Ankeny Row, designed and built for its residents by Portland-based Green Hammer, comes with an array of efficient features with a target of using no more electricity than is generated by rooftop solar panels. But the townhouses also have aging-friendly features that much of the housing stock available today lacks: ground-floor master bedrooms, for example, and wheelchair accessible entryways. It also embraces elements of co-housing, a development style that emphasizes common areas and community. The townhouses have balconies that look out on a common courtyard, and there’s a common room where residents can gather for meals or other events.

The PDX Commons has similar goals. Although land has yet to be purchased and the development is not yet designed, 15 of the 27 proposed units have already been claimed, according to OregonLive.com.
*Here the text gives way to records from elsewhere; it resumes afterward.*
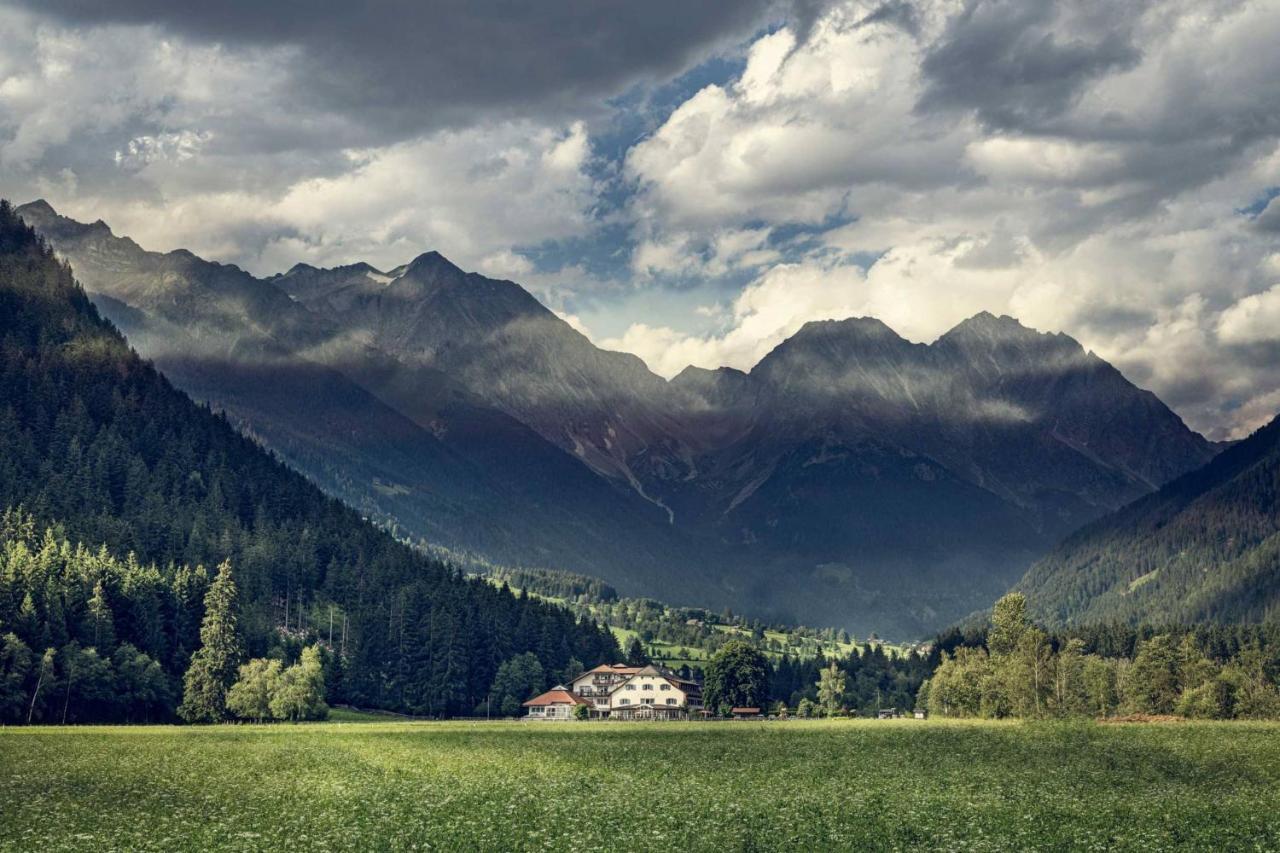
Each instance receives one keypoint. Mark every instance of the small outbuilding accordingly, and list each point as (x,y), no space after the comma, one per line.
(557,703)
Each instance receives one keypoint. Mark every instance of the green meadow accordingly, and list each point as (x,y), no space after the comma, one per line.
(904,784)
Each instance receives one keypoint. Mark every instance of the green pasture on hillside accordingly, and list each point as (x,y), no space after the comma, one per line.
(796,785)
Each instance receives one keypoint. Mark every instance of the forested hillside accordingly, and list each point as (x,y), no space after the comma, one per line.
(1203,548)
(161,491)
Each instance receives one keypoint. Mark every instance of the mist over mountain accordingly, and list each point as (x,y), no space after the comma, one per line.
(850,478)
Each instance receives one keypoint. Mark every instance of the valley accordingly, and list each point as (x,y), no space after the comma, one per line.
(851,478)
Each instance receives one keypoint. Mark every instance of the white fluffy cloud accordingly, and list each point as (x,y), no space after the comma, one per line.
(1255,319)
(1080,173)
(1104,169)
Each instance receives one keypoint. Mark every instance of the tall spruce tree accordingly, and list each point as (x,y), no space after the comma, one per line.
(215,665)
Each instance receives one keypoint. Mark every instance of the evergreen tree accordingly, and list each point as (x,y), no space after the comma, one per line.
(737,675)
(214,666)
(831,688)
(636,655)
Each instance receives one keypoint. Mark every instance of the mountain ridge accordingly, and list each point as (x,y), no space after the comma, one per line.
(850,478)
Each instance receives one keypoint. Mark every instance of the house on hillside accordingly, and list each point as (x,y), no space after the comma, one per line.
(621,692)
(557,703)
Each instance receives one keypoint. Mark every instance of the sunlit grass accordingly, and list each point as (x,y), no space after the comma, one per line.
(705,787)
The Bend Bulletin reported that baby boomers were renting at a 53-percent higher rate in 2013 than in 2005.

“(This increase) reflects the movement of the baby boom generation into this age group and the drop in homeownership among these households,” reads a report from Harvard University’s Joint Center for Housing that looked at the data but provided no other explanation for why so many people in this age group were renting their homes. The Harvard report found 76.6 percent of people in this age group owned a home in 2013 compared to 81.4 percent in 2003.

According to the Census Bureau’s data, the number of renter-occupied homes nationwide headed by someone who was:

  • 25 to 45 years old increased by 13 percent,
  • 45 to 54 increased by 22 percent, and
  • 65 or older increased by 23 percent.

In Deschutes County, renter-occupied homes of baby boomers jumped 174 percent in that time frame. 

A property management company owner said people want to live in Central Oregon and they’ll find a way to do that as houses become harder to buy.